Kode Etik Bimbingan dan Konseling
A.
Pengertian Kode Etik
Etika
adalah suatu sistem prinsip moral, etika suatu budaya. Aturan tentang
tindakan yang dianut berkenaan dengan perilaku suatu kelas manusia, kelompok,
atau budaya tertentu.
Kode etik adalah
seperangakat standar, peraturan, pedoman, dan nilai yang mengatur mengarahkan
pembuatan Atau tindakan dalam suatu peruahaan, profesi, atau organisasi bagi
para pekerja atau anggotanya, dan interaksi antara para pekerja atau anggota
dengan masyarakat.
Kode Etik Bimbingan dan Konseling Indonesia merupakan landasan moral dan pedoman tingkah laku profesional yang
dijunjung tinggi, diamalkan dan diamankan oleh setiap profesional Bimbingan dan
Konseling Indonesia.
B.
Dasar Kode Etik Profesi Bimbingan dan Konseling
1. Pancasila, mengingat profesi bimbingan dan konseling merupakan
usaha pelayanan terhadap sesama manusia dalam rangka ikut membina warga
negara Indonesia yang bertanggung jawab.
2. Tuntutan profesi, yang mengacu pada kebutuhan dan kebahagiaan klien
sesuai denagn norma-norma yang berlaku.
C.
Kode
Etik Bimbingan dan Konseling
Kode etik bimbingan dan
konseling adalah ketentuan-ketentuan atau peraturan-peraturan yang harus
ditaati oleh siapa saja yang ingin berkicimpung dalam bidang bimbingan dan
konseling demi untuk kebaikan. Kode etik dalam satu jabatan bukan merupakan hal
yang baru. Tiap-tiap jabatan pada umumnya mempunyai kode etik sendiri-sendiri,
sekalipun tetap ada kemungkinan bahwa kode etik itu tidak secara formal
diadakan.
Kode etik dalam
bimbingan dan konseling dimaksudkan agar bimbingan dan konseling tetap dalam
keadaan baik, serta diharapkan akan menjadi semakin baik, lebih-lebih di
Indonesia dimana bimbingan dan konseling masih relatif baru. Kode etik ini
mengandung ketentuan-ketentuan yang tidak boleh dilanggar atau diabaikan tanpa
membawa kaibat yang menyenangkan.
Menurut Walgito
(2010:37) ada beberapa kode etik bimbingan dan konseling tersebut, antara lain:
1. Pembimbing atau pejabat lain yang memegang jabatan dalam bidang bimbingan
dan konseling harus memegah teguh prinsip bimbingan dan konseling.

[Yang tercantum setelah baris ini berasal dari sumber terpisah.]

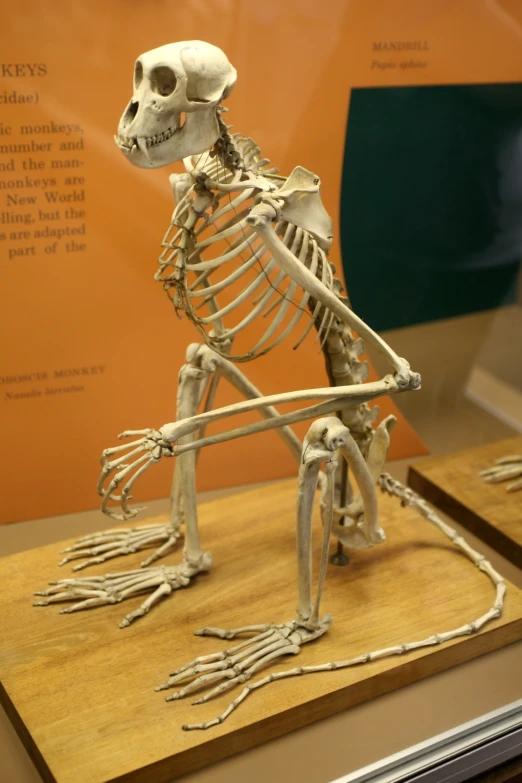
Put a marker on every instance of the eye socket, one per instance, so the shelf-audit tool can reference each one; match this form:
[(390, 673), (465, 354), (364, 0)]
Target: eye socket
[(163, 80), (138, 74)]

2. Pembimbing harus berusaha semaksimal mungkin untuk dapat mencapai hasil
yang baik-baiknya, dengan membatasi diri pada keahliannya atau wewenangnya.
Oleh karena itu, pembimbing jangan sampai mencampuri wewenang dan tanggungjawab
yang bukan wewenang atau tanggung jawabnya.
3. Karena pekerjaan pembimbing berhubungan langsung dengan kehidupan pribadi
orang maka seorang pembing harus:
a) Dapat memegang atau menyimpan rahasia klien dengan sebaik-baiknya.
b) Menunjukkan sikap hormat pada klien.
c) Menghargai bermacam-macam klien. Jadi, dalam menghadapi klien, pembimbing
harus menghadapi klien dalam derajat yang sama.
4. Pembimbing tidak diperkenankan:
a) Menggunakan tenaga pembantu yang tidak ahli atau tidak terlatih.
b) Menggunakan alat-alat yang kurang dapat dipertanggung jawabkan.
c) Mengambil tindakan-tindakan yang mungkin dapat menimbulkan hal-hal yang
tidak baik bagi klien.
d) Mengalihkan klien kepada konselor
lain tanpa persetujuan klien.
5. Meminta bantuan kepada ahli dalam bidang lain diluar kemampuan dan
keahliannya atau di luar keahlian staffnya yang diperlukan dalam bimbingan dan
konseling.
6. Pembimbing harus selalu menyadari tanggungjawabnya yang berat, yang
memerlukan pengabdian sepenuhnya.
D.
Tujuan Kode etik
1. Panduan perilaku berkarakter dan profesional bagi anggota organisasi dalam
memberikan pelayanan BK.
2. Membantu anggota organisasi dalam membangun kegiatan pelayanan yang
profesional.
3. Mendukung misi organisasi profesi, yaitu ABKIN.
4. Landasan dan arah menghadapi permasalahan dari dan mengenai diri anggota
asosiasi.
5. Melindungi anggota asosiasi dan sasaran layanan (konseli)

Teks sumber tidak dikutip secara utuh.